A Life That Points Beyond Itself
Paul once joked about the "ad nauseum" list of church tasks he'd done. But beneath the humor was a clear theology of work and worship: love God, love people, serve wherever you are needed. That included the quiet heroics, unlocking doors, cleaning messes, tightening bolts, and rocking babies, no less than chairing boards and teaching classes. He believed, simply, that faithfulness in the small things honors the Lord just as surely as the big.
So, when Scripture says, "I have fought the good fight, I have finished the race, I have kept the faith," it lands on Paul's life with a familiar ring. He fought the good fight with perseverance through decades of service. He finished the race with integrity, never cutting corners in his craft or his character. He kept the faith, through the grief of laying Pam to rest, through the aches of age, through the ordinary Tuesdays of doing what needed to be done.

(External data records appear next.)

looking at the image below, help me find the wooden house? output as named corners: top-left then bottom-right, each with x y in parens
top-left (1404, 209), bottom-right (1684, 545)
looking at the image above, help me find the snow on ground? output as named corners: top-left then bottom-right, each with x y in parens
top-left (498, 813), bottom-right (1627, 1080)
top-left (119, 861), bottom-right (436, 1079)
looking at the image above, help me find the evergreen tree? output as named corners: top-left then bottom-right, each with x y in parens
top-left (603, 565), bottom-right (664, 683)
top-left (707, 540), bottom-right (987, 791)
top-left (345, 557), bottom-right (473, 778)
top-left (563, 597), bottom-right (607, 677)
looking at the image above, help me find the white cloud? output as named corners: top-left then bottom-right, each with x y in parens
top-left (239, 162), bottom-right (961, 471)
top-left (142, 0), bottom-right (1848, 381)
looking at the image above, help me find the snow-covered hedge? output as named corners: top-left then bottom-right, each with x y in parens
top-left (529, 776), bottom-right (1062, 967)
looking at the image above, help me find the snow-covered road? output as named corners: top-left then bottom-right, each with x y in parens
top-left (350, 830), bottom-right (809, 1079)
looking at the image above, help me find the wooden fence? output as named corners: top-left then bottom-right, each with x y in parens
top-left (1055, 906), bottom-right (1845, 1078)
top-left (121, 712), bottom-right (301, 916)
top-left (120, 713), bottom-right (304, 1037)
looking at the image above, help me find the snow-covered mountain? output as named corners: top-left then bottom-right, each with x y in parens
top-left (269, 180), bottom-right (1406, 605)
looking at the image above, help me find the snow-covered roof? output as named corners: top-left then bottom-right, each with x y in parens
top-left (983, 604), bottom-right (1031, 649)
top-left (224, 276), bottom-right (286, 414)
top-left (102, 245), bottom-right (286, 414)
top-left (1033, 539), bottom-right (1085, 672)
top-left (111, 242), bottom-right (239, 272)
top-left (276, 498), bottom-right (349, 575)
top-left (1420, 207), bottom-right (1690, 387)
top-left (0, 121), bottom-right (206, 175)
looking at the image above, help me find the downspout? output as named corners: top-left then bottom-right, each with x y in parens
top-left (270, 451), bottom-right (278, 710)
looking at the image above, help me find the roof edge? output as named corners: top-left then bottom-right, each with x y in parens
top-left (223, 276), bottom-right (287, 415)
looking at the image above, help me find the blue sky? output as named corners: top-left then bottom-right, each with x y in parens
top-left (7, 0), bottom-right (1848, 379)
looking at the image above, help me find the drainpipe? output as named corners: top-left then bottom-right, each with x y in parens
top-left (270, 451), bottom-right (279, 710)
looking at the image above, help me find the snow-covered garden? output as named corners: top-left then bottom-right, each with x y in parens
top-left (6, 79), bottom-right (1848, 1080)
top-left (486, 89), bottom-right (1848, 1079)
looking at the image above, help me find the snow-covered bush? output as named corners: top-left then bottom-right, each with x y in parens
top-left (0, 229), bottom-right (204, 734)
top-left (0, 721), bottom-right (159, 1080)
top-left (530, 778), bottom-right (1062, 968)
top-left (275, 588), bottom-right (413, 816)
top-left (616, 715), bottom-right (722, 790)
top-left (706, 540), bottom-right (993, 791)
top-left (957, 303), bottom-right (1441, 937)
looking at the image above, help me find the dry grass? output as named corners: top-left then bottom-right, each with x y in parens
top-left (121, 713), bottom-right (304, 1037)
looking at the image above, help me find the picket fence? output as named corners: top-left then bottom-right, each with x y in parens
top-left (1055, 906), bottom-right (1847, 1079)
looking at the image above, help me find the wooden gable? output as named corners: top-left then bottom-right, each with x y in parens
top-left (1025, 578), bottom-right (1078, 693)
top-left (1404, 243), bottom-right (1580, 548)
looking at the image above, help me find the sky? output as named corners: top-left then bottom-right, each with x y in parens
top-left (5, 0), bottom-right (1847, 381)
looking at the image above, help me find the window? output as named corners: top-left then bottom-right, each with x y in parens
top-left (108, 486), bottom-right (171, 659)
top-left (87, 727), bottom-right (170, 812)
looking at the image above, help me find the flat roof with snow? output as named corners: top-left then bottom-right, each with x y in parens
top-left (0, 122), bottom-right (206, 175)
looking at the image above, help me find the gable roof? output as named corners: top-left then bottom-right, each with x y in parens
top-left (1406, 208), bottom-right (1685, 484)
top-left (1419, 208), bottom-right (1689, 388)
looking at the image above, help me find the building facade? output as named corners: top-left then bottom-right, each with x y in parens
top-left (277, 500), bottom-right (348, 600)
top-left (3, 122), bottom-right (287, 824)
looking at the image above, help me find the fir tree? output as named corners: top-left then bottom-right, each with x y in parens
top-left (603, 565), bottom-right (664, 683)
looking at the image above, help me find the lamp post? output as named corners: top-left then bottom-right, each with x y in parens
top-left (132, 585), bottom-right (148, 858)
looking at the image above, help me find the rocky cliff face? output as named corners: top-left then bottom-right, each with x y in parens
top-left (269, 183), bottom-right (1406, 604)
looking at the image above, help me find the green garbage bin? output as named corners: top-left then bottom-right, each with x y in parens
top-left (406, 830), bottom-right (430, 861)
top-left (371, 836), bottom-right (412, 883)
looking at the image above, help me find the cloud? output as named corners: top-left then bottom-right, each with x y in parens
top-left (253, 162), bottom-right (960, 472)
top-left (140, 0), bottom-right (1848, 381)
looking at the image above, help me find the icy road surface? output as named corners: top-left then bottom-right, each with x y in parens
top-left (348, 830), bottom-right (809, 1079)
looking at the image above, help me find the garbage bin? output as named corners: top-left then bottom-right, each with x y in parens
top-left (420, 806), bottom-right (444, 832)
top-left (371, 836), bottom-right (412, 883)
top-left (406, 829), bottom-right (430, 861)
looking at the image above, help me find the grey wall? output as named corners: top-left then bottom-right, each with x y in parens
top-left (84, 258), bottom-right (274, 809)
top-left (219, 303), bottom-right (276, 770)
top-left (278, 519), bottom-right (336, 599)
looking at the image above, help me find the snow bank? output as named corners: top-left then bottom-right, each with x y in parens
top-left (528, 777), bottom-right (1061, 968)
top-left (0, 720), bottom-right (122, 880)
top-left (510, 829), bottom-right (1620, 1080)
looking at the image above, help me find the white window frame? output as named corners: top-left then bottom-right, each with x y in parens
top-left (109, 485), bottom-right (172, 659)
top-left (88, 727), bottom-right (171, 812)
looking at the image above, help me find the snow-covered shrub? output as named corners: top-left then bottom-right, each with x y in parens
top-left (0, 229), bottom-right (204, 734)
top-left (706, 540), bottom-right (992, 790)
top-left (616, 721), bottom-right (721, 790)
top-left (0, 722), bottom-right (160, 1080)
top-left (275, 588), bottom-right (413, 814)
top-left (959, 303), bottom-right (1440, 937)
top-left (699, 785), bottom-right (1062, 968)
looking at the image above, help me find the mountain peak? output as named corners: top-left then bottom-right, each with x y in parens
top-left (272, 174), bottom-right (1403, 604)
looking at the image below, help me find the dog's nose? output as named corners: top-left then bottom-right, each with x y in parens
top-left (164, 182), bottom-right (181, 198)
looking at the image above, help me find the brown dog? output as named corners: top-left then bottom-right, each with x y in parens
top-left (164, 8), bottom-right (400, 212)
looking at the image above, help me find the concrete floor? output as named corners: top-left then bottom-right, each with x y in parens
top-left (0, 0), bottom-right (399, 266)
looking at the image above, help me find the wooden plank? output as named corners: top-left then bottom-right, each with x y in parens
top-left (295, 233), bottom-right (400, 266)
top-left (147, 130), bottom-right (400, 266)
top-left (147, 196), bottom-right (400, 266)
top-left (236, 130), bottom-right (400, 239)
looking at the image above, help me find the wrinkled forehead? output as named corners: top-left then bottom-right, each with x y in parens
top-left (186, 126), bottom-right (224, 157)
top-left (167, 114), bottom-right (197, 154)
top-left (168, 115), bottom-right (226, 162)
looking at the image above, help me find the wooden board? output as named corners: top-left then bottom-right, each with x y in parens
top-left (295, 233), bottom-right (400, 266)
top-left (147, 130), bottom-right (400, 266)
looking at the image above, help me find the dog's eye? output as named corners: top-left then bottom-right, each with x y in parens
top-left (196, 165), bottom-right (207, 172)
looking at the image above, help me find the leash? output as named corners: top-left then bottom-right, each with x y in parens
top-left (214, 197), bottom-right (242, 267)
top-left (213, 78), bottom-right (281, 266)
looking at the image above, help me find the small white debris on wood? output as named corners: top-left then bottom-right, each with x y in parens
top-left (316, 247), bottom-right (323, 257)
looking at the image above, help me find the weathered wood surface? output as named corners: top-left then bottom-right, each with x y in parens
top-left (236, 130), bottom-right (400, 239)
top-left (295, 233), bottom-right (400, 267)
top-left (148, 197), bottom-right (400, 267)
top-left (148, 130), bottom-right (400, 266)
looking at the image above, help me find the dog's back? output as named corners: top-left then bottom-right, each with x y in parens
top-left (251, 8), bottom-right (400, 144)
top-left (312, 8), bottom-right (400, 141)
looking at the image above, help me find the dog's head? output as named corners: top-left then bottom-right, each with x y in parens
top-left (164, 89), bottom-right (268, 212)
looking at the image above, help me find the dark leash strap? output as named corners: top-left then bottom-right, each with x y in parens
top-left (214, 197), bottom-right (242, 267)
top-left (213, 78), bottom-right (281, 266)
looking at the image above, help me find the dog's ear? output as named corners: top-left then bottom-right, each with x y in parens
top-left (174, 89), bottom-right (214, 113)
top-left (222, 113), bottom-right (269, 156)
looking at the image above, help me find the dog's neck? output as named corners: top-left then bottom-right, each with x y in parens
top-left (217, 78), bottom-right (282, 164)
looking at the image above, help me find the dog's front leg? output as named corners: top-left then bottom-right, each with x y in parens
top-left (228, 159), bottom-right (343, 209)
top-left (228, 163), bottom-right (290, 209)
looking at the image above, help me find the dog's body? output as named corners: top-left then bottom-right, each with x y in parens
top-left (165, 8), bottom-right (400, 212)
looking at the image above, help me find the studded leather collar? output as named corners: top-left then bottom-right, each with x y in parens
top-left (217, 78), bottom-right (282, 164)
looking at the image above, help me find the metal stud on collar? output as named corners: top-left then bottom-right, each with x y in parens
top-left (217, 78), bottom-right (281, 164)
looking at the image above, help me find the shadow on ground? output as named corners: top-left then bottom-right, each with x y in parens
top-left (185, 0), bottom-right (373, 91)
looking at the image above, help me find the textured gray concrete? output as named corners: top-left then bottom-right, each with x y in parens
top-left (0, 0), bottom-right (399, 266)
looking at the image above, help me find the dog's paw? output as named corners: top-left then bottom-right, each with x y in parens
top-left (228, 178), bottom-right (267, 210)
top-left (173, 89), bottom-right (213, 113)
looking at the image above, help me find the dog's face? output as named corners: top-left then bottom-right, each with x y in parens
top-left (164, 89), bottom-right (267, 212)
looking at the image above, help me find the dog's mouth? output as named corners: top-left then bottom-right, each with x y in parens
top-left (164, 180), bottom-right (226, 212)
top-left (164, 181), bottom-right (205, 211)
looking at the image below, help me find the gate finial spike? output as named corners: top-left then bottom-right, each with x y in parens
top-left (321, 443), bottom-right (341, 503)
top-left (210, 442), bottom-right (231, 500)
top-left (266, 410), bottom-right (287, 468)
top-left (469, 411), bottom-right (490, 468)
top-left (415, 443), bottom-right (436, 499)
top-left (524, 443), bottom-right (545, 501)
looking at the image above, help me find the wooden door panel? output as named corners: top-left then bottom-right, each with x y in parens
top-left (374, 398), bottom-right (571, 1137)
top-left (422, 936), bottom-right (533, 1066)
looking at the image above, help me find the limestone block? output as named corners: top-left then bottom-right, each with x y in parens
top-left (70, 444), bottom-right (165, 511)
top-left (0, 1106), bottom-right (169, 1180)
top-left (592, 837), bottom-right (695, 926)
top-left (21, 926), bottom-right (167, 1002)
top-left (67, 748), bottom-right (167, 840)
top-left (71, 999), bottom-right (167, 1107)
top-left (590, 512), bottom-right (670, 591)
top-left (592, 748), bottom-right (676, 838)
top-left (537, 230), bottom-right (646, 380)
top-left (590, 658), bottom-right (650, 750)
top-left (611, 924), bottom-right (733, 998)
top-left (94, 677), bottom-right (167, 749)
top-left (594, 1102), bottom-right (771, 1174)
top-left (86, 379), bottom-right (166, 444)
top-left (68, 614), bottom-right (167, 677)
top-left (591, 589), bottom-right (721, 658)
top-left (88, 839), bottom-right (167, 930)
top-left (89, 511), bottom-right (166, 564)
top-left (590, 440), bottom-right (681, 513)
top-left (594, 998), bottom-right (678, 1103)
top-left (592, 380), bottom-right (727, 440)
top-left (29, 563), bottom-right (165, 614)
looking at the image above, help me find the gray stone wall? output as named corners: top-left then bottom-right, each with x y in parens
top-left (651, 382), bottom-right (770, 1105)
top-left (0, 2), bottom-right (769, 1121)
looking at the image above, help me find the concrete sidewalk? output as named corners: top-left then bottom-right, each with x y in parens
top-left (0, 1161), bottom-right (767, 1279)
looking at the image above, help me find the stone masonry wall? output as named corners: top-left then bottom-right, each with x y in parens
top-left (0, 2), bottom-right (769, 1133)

Paul's deepest desire reflected the closing lines of Pam's story: that those he loved would join them in the presence of Christ. He would want this tribute to be more than memory, to be an invitation, bright with hope. If you hear Paul's voice in these pages, hear it pointing where it always pointed: to Jesus.
With Love and Gratitude
Paul is survived by his sister Mary, son John Kightlinger, grandchildren Montana Ehrlich, Morgana Kightlinger, Taliesin Kightlinger, Arwen Kightlinger, Sephira Kightlinger, Rowan Kightlinger, and great granddaughters MaKenna and Alice Kightlinger; along with a wide circle of friends, colleagues, and his beloved Faith Bible Church family. He passed away with his son John and his best friend Dave Fournie by his side on Saturday, September 6, 2025. He rejoices in heaven with his beloved Pam, his parents and his brother.
To all who loved him: thank you for loving a man who gave so much of himself to God and to others. May the Lord grant us grace to follow the bright trail Paul and Pam left behind, a trail of kindness and love, courage and compassion, humor and inspiration, joy and faith, until we, too, finally join them.